The most important one, she said: “You can’t win if you don’t run.”
For the record, Joan Fitz-Gerald was not in the room.
But businesswoman Judi Wagner, former Lt. Gov. Gail Schoettler and many others who have urged the Senate president to run for the Democratic nomination for governor were.
Napolitano’s message was not directed at them as much as at those uninitiated in the world of the partisan slugfest. Her lesson was one of brutal political realism: “It’s not glamorous, let me tell you.”
When she was elected attorney general in 1998, she said she started with one campaign worker.
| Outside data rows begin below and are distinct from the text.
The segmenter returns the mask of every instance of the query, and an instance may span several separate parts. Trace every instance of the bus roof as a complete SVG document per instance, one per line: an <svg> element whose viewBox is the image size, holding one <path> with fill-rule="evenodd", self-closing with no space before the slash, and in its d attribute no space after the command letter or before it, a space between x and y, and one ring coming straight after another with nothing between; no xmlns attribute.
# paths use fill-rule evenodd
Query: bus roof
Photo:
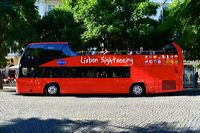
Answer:
<svg viewBox="0 0 200 133"><path fill-rule="evenodd" d="M35 45L35 44L68 44L68 42L34 42L30 43L29 45Z"/></svg>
She rented a $125-a-month room “in a tenement with razor wire on the roof.
“There was him, me, a folding table, two chairs and two phones,” she said.
They spent six or seven hours a day there calling supporters and raising money.
Politics is not for sissies.
Four years later, she was back on the phones, this time running for governor.
When she won, the political pundits didn’t know what was more surprising – that Arizona voters were the first in the nation to elect two successive female governors or that they’d picked a Democrat.
So what’s her real secret – besides great stamina and a willingness to spend ridiculous hours on the phone?
It’s obvious: Napolitano has mastered the art of the message.
For example, she said people overwhelmingly support strong protections for the environment, but “I hardly ever use the word ‘environmentalist’ because in the newspapers, it’s always preceded by the word ‘radical.”‘
Instead, she talks about good stewardship of the land for future generations.
“It’s a concept people get,” she said, especially in Arizona, where water is like gold and where the Census Bureau estimates that by 2030 the population will hit 12 million, making it the 10th- most populous state in the country.
Environmentalism may be a dirty word, she said, but protecting the quality of life is sacred.
Napolitano also has seized national attention recently by declaring a state of emergency in counties along the Mexican border, thereby freeing $1.5 million in disaster funds to help address the runaway problems of illegal immigration and drug smuggling.
As a former U.S. attorney, Napolitano said, “I hate to criticize the federal government, but I’m fed up to here with the failure to secure our borders.”
The border patrol is woefully understaffed and underfunded, she said. It’s important to “lay this problem right at the administration’s doorstep.”
And one message that she never fails to deliver is that she’s a fiscal conservative.
In her first year in the governor’s office, she said, she balanced a state budget that was $1 billion in the red without cutting funds for K-12 or higher education.
In fact, she said, she came up with more money for state universities.
For political hopefuls in Colorado, a state facing the prospect of abandoning the whole concept of public universities, Napolitano wasn’t just a role model, she was a diva.
By the time the governor was finished, political neophytes Rebecca McClellan, who’s running for the Centennial City Council, and Jill Conrad, a candidate for the Denver School Board, were working the room like seasoned pros.
Petitions were being circulated. Checks were being written. Dreams were being born.
Nobody mentioned that Friday is the 85th anniversary of women’s suffrage in America. It didn’t matter. This was the perfect way to celebrate.